The soldiers were shaking and very much scared.
So I entered the tent as quietly as I dared.
As I walked to the front, I saw General McKew.
He glared at my chem suit and said,
"Just WHO are YOU?"
I said, "I am the chem guy. I speak about Anthrax.
I have been well trained and I know all the facts.
Tell the civilians that the best place to hide
is to go into their homes and shelter inside.
Take some large buckets and go fill up each
with a 9 to 1 ratio of water and bleach.
Tape up all the windows and cracks around doors.
Wipe down the furniture and mop up the floors.
As soon as they've finished and their houses all clean
they're minds will relax, if you know what I mean."
Said the General, "It's great to wash down walls and floors,
but how do we clean up this mess out of doors?"
"Check out the map-and this distance!
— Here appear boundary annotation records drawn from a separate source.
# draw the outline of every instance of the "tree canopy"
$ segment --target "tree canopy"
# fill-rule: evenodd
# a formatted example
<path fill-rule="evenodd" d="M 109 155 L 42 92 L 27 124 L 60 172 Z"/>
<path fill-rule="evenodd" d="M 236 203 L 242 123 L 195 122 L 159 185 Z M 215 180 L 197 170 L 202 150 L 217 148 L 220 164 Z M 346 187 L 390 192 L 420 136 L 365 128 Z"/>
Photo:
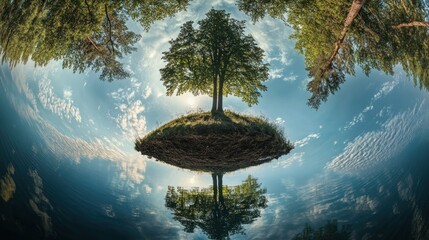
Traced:
<path fill-rule="evenodd" d="M 244 21 L 230 17 L 224 10 L 210 10 L 207 18 L 186 22 L 169 51 L 163 52 L 166 66 L 160 70 L 167 95 L 184 92 L 209 94 L 212 112 L 223 112 L 223 95 L 241 97 L 257 104 L 262 84 L 268 79 L 264 52 L 251 35 L 244 32 Z"/>
<path fill-rule="evenodd" d="M 211 239 L 225 239 L 244 234 L 243 224 L 250 224 L 267 207 L 266 189 L 248 176 L 242 184 L 223 186 L 222 174 L 213 174 L 212 188 L 168 187 L 165 206 L 173 211 L 186 232 L 200 228 Z"/>
<path fill-rule="evenodd" d="M 121 59 L 135 51 L 140 35 L 130 31 L 131 18 L 146 29 L 188 5 L 167 1 L 31 1 L 0 3 L 0 54 L 10 66 L 34 61 L 36 66 L 63 60 L 74 72 L 92 69 L 100 79 L 129 77 Z"/>

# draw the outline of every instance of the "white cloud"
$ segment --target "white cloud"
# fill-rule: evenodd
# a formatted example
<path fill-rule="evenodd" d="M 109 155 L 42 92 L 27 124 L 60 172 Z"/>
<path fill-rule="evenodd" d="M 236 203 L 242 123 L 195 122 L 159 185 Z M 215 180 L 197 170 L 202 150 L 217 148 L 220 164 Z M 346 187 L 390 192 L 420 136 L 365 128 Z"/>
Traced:
<path fill-rule="evenodd" d="M 294 153 L 290 157 L 277 161 L 277 164 L 274 167 L 287 168 L 293 164 L 302 165 L 304 159 L 304 152 Z"/>
<path fill-rule="evenodd" d="M 353 117 L 353 119 L 346 124 L 346 126 L 344 126 L 342 129 L 340 130 L 348 130 L 351 127 L 353 127 L 354 125 L 363 122 L 365 119 L 365 113 L 372 111 L 374 109 L 374 103 L 379 100 L 381 97 L 384 97 L 386 95 L 388 95 L 390 92 L 392 92 L 392 90 L 399 84 L 399 80 L 395 79 L 392 81 L 388 81 L 383 83 L 383 85 L 381 86 L 381 88 L 378 90 L 378 92 L 376 94 L 374 94 L 374 96 L 371 98 L 371 101 L 369 103 L 368 106 L 366 106 L 359 114 L 355 115 Z M 383 111 L 383 110 L 382 110 Z M 383 112 L 377 114 L 377 116 L 382 116 Z"/>
<path fill-rule="evenodd" d="M 276 68 L 271 68 L 268 71 L 269 74 L 269 78 L 270 79 L 278 79 L 281 78 L 283 76 L 283 69 L 276 69 Z"/>
<path fill-rule="evenodd" d="M 318 139 L 320 138 L 320 133 L 311 133 L 309 134 L 307 137 L 296 141 L 295 147 L 304 147 L 305 145 L 307 145 L 312 139 Z"/>
<path fill-rule="evenodd" d="M 297 80 L 297 79 L 298 79 L 298 75 L 291 74 L 291 75 L 289 75 L 289 76 L 285 76 L 285 77 L 283 78 L 283 81 L 286 81 L 286 82 L 293 82 L 293 81 L 295 81 L 295 80 Z"/>
<path fill-rule="evenodd" d="M 326 167 L 353 173 L 369 169 L 397 155 L 408 145 L 424 119 L 428 117 L 425 111 L 422 111 L 424 105 L 422 101 L 413 109 L 387 120 L 381 130 L 356 137 Z"/>
<path fill-rule="evenodd" d="M 388 82 L 383 83 L 383 85 L 381 86 L 381 89 L 376 94 L 374 94 L 373 100 L 376 101 L 376 100 L 380 99 L 381 97 L 386 96 L 398 84 L 399 84 L 399 80 L 396 80 L 396 79 L 393 81 L 388 81 Z"/>
<path fill-rule="evenodd" d="M 74 106 L 74 102 L 70 98 L 71 94 L 71 91 L 67 93 L 64 92 L 64 96 L 67 95 L 69 97 L 62 99 L 55 94 L 54 88 L 51 85 L 51 80 L 44 78 L 39 82 L 38 97 L 42 106 L 62 119 L 65 118 L 69 121 L 73 119 L 80 123 L 82 121 L 80 110 Z"/>
<path fill-rule="evenodd" d="M 278 118 L 276 118 L 276 120 L 274 121 L 274 123 L 276 125 L 281 126 L 281 125 L 283 125 L 285 123 L 285 120 L 283 118 L 281 118 L 281 117 L 278 117 Z"/>
<path fill-rule="evenodd" d="M 144 92 L 143 92 L 143 94 L 142 94 L 142 97 L 143 97 L 144 99 L 147 99 L 147 98 L 149 98 L 149 97 L 150 97 L 150 95 L 152 95 L 152 88 L 151 88 L 151 87 L 149 87 L 149 86 L 146 86 L 146 88 L 144 89 Z"/>
<path fill-rule="evenodd" d="M 73 91 L 70 88 L 66 88 L 63 91 L 64 98 L 70 99 L 73 96 Z"/>
<path fill-rule="evenodd" d="M 147 184 L 143 185 L 143 189 L 144 189 L 144 191 L 146 193 L 151 193 L 152 192 L 152 188 L 149 185 L 147 185 Z"/>

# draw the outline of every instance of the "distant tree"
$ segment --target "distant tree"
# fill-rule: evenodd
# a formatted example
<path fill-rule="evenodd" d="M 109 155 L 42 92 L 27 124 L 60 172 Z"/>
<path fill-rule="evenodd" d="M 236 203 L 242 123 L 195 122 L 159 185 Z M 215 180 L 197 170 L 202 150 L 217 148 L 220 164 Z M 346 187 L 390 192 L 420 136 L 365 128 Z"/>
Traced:
<path fill-rule="evenodd" d="M 0 2 L 0 55 L 10 66 L 63 60 L 64 68 L 101 71 L 100 79 L 129 77 L 120 62 L 135 51 L 140 35 L 128 30 L 131 18 L 145 29 L 183 10 L 189 0 L 64 0 Z"/>
<path fill-rule="evenodd" d="M 351 236 L 351 226 L 343 225 L 338 229 L 336 220 L 328 221 L 323 227 L 314 229 L 309 224 L 305 224 L 302 232 L 296 234 L 293 240 L 348 240 Z"/>
<path fill-rule="evenodd" d="M 212 113 L 223 112 L 223 95 L 257 104 L 260 91 L 266 90 L 262 82 L 268 79 L 268 64 L 254 38 L 245 35 L 244 21 L 212 9 L 198 25 L 194 29 L 192 21 L 185 23 L 163 52 L 167 64 L 160 72 L 167 95 L 211 94 Z"/>
<path fill-rule="evenodd" d="M 422 0 L 238 0 L 256 21 L 270 15 L 294 30 L 291 38 L 304 56 L 310 82 L 308 105 L 318 108 L 358 64 L 393 74 L 400 64 L 429 90 L 429 6 Z"/>
<path fill-rule="evenodd" d="M 243 224 L 250 224 L 267 207 L 265 189 L 248 176 L 235 187 L 223 186 L 222 174 L 215 173 L 212 188 L 168 187 L 165 206 L 173 211 L 186 232 L 200 228 L 211 239 L 226 239 L 244 234 Z"/>
<path fill-rule="evenodd" d="M 237 0 L 236 5 L 238 9 L 249 15 L 253 22 L 259 21 L 266 15 L 285 21 L 284 16 L 290 5 L 300 1 L 303 0 Z"/>

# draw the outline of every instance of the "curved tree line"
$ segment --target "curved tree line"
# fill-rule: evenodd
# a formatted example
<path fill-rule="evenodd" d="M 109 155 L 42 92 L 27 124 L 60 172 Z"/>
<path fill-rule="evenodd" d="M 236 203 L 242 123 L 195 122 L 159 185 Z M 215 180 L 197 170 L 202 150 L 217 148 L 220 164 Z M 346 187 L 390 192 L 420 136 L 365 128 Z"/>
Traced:
<path fill-rule="evenodd" d="M 0 2 L 0 55 L 10 66 L 32 60 L 44 66 L 63 60 L 74 72 L 92 69 L 100 79 L 129 77 L 120 60 L 135 51 L 140 35 L 126 22 L 145 29 L 184 10 L 189 0 L 11 0 Z"/>

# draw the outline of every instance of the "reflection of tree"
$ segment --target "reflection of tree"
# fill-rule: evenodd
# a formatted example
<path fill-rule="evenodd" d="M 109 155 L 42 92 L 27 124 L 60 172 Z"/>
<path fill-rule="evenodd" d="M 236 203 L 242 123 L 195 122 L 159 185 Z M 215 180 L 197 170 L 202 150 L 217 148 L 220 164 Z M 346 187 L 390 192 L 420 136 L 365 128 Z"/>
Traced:
<path fill-rule="evenodd" d="M 350 225 L 338 229 L 337 221 L 328 221 L 323 227 L 314 229 L 306 224 L 302 232 L 295 235 L 293 240 L 347 240 L 350 239 Z"/>
<path fill-rule="evenodd" d="M 101 71 L 102 80 L 129 76 L 120 62 L 135 51 L 140 36 L 128 30 L 128 19 L 146 29 L 170 16 L 188 0 L 63 0 L 0 1 L 0 54 L 12 66 L 33 60 L 46 65 L 64 60 L 63 67 Z"/>
<path fill-rule="evenodd" d="M 248 176 L 242 184 L 223 186 L 222 174 L 212 174 L 212 188 L 169 186 L 165 205 L 173 211 L 186 232 L 199 227 L 212 239 L 224 239 L 233 234 L 244 234 L 243 224 L 250 224 L 267 207 L 266 189 L 256 178 Z"/>

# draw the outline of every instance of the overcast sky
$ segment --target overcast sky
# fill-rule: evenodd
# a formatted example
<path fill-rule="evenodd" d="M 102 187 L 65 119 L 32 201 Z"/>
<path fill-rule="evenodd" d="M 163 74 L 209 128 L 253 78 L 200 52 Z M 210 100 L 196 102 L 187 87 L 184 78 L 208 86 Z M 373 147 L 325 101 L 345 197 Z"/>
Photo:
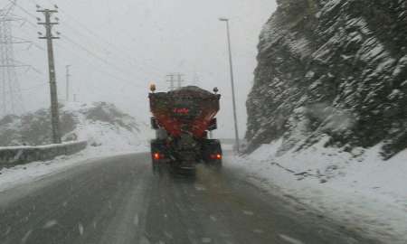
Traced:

Oh, dear.
The area's too big for the Army to clear."
"We need something quick and we need it today
to make sure that those Anthrax spores don't blow away."
I said, "General, we need a huge sprayer to reach
all the spores on the ground from here to the beach."
He called up the Air Force and said, "Please come quick,
before the civilians around here get sick."
So the Air Force flew over with chemical sprayers,
covering the landscape with layers and layers
of Super Tropical Bleach before rain came around
and washed all the Anthrax spores
into the ground
where they could lurk in the earth
for many a year
until favorable conditions let them reappear.
By thew time sundown came, our mission was over.
We destroyed all the Anthrax
from Philly to Dover.
I cleaned up my equipment and put it away
in case it was needed on some other day.
But please heed my warning...
Watch the weather conditions, for you never know
If the Anthrax might come back
when the soft breezes blow.
With apologies to Dr. Seuss and the "Lorax".